Iran gas pipeline to go ahead: India

Agence France-Presse, New Delhi

India will not be deterred by U.S. opposition to a multi-billion dollar gas pipeline from Iran through Pakistan as it is imperative to meet the country's energy growing needs, the foreign minister said in a report on Saturday.

"Our energy needs are going to increase exponentially in the next 20 years and there's no other way but to have this kind of an arrangement," Foreign Minister Natwar Singh said in an interview with The Hindu newspaper.

Negotiations to build the US$4.5 billion gas pipeline from Iran to India via Pakistan began in 1994 but little headway was made because of tensions between Pakistan and India, which have fought three wars since gaining independence in 1947 from Britain.

But against a backdrop of easing tensions between the nuclear- armed neighbors, Indian Oil Minister Mani Shankar Aiyer said in February he had won cabinet approval for resuming talks on the 2,600-kilometer overland pipeline.

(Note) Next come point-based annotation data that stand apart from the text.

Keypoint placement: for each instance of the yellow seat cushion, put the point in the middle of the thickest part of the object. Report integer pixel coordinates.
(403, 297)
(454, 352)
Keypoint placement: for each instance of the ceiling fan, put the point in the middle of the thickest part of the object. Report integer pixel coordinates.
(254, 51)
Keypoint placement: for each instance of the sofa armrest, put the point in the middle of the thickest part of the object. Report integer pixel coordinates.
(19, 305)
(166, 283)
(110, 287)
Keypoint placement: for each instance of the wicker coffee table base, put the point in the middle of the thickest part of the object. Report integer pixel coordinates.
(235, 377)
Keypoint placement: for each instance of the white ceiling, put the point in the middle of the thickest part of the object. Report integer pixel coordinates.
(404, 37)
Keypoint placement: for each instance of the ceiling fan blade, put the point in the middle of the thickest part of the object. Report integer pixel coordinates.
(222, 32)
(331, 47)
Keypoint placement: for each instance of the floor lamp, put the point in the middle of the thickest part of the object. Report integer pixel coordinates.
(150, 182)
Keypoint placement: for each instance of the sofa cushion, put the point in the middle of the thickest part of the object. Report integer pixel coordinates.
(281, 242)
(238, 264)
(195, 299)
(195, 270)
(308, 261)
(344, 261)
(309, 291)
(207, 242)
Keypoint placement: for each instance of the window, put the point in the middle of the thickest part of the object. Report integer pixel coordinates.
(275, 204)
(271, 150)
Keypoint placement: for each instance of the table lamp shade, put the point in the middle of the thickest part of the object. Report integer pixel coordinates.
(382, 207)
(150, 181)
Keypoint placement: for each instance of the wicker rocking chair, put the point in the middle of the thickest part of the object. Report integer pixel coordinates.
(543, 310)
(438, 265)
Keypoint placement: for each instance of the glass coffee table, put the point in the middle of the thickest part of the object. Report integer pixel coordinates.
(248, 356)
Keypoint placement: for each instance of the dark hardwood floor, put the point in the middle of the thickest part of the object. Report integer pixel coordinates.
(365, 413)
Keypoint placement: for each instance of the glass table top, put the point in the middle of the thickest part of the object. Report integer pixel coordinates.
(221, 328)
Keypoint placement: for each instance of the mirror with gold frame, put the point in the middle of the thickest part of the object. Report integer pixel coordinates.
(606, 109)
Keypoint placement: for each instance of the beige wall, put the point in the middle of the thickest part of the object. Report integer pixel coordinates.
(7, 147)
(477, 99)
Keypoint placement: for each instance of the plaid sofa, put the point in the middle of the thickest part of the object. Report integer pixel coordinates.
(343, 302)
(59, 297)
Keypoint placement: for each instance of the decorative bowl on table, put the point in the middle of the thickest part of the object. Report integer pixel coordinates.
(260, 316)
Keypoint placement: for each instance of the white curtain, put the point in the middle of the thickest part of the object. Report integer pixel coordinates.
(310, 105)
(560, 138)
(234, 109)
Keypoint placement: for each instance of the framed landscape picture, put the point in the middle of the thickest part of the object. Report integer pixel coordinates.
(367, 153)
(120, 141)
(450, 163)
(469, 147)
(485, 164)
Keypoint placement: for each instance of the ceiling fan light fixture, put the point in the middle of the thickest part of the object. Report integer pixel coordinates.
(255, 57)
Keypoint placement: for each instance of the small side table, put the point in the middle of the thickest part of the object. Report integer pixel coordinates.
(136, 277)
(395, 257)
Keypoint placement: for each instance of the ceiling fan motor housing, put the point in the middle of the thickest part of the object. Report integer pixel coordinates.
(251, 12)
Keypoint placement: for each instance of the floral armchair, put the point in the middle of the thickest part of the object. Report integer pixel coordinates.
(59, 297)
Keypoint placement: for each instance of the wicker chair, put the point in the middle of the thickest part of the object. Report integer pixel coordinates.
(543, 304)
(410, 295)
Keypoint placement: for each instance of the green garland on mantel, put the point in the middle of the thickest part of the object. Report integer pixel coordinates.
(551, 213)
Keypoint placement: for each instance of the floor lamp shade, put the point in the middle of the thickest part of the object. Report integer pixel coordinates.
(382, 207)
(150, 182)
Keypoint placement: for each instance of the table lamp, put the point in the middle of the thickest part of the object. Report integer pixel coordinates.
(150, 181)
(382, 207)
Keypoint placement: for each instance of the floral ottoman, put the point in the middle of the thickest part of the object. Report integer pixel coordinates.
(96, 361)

Aiyer also said he would visit Islamabad this month to discuss the logistics of the pipeline linking Iran's South Pars gas field to India via southwest Pakistan.

"Our petroleum minister is going to Pakistan very soon. The earlier impression was that India was the stumbling block. We are not," Singh said.

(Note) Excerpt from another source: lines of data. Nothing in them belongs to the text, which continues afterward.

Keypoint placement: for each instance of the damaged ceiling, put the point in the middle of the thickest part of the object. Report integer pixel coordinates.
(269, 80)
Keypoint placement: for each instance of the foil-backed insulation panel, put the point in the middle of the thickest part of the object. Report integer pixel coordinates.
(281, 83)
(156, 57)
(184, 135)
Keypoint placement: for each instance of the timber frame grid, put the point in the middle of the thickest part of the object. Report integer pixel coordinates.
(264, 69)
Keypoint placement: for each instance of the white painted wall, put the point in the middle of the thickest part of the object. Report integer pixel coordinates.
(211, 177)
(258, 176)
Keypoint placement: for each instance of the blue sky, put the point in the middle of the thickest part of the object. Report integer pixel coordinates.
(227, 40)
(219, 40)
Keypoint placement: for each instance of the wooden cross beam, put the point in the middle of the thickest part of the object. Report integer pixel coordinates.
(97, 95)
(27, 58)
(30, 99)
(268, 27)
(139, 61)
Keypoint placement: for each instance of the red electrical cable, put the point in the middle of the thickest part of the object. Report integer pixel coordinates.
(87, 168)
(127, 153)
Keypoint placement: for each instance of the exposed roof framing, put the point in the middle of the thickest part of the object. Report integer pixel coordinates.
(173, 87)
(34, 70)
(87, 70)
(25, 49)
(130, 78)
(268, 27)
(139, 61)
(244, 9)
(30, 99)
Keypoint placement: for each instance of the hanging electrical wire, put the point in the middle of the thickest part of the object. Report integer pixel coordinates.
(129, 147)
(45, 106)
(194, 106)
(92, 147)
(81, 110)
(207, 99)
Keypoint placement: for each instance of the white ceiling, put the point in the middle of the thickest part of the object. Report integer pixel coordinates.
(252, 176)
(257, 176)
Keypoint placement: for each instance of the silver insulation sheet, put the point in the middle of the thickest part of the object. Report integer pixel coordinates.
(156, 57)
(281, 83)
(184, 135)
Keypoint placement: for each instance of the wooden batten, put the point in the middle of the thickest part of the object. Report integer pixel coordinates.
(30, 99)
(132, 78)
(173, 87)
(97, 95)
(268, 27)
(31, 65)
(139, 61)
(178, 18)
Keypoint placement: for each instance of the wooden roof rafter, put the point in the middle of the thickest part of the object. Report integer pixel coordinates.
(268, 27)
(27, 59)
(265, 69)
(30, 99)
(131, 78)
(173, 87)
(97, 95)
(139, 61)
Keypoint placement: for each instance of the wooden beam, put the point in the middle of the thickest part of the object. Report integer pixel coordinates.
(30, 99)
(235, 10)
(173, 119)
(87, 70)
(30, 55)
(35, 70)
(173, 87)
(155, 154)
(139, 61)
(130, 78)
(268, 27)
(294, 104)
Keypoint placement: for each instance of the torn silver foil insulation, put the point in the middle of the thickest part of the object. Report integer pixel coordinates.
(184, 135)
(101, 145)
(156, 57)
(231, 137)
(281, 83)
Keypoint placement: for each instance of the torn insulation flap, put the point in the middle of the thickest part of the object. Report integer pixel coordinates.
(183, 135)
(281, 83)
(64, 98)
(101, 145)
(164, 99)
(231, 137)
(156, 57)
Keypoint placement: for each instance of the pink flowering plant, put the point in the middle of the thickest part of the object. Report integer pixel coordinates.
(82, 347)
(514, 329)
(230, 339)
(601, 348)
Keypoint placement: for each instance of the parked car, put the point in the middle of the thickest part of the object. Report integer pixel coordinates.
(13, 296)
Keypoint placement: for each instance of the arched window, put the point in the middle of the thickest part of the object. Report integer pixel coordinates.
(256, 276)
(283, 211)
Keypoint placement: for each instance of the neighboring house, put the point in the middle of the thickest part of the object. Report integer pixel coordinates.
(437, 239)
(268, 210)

The minister said New Delhi would proceed with the project despite Washington's reservations made known by U.S. Secretary of State Condoleezza Rice during a visit here in March.

Rice offered talks on energy cooperation with India, which a state department official later said would encompass civilian nuclear power as well.

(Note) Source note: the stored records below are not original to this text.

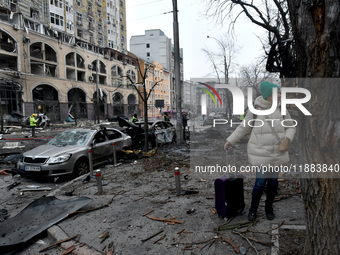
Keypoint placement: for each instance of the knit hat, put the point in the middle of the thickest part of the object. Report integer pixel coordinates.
(266, 88)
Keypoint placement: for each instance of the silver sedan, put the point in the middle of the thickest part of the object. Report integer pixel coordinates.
(68, 152)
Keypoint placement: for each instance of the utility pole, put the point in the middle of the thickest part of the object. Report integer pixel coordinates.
(226, 79)
(97, 89)
(179, 127)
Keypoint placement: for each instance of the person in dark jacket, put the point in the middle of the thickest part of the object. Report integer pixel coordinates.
(134, 118)
(33, 123)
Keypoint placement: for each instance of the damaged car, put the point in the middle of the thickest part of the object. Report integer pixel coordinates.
(137, 134)
(68, 152)
(165, 131)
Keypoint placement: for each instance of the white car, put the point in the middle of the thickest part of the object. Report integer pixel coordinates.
(68, 152)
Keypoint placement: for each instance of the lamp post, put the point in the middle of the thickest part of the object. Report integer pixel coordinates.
(179, 127)
(225, 74)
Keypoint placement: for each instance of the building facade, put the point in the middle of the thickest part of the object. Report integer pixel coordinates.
(59, 54)
(155, 46)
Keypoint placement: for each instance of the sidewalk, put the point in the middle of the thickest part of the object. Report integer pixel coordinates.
(140, 187)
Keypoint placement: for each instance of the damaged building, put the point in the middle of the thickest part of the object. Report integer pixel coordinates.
(56, 55)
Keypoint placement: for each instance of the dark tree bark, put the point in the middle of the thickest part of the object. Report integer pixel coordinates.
(315, 25)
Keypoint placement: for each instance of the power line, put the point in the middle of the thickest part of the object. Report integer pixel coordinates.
(144, 4)
(150, 16)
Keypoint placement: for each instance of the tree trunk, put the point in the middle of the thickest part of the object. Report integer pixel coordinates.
(315, 25)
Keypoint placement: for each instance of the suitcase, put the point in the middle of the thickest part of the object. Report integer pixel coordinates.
(229, 194)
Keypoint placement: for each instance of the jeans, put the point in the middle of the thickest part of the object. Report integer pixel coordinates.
(261, 180)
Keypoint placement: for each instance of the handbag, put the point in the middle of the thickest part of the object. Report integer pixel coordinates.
(284, 142)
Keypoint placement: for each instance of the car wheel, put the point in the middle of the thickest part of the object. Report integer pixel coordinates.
(81, 167)
(174, 138)
(141, 145)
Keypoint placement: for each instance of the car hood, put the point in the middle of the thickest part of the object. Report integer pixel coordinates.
(51, 150)
(124, 123)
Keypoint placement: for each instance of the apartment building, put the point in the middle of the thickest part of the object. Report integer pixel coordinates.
(59, 53)
(155, 46)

"It's a recognition that they (India) have enormous energy needs. Their economy is going fast, they have a huge population," the U.S. official added.

In the interview with The Hindu, the Indian foreign minister also said a peace dialogue with Pakistan on their long-running dispute over the Himalayan region of Kashmir was showing progress.

"The composite dialogue is going extremely well," he said referring to official talks that resumed early last year.

"There is some terrorist activity going on," Singh said referring to an Islamic insurgency in Indian-administered Kashmir that New Delhi says is actively encouraged by Islamabad, a charge Pakistan denies.

"But the overall India-Pakistan scene looks more promising than it has done for many decades," he said.

Singh also praised Pakistani President Pervez Musharraf, saying that without his "personal involvement," many confidence- building measures, including the resumption of a bus link between the two zones of Kashmir after a gap of almost 60 years, would not have been possible.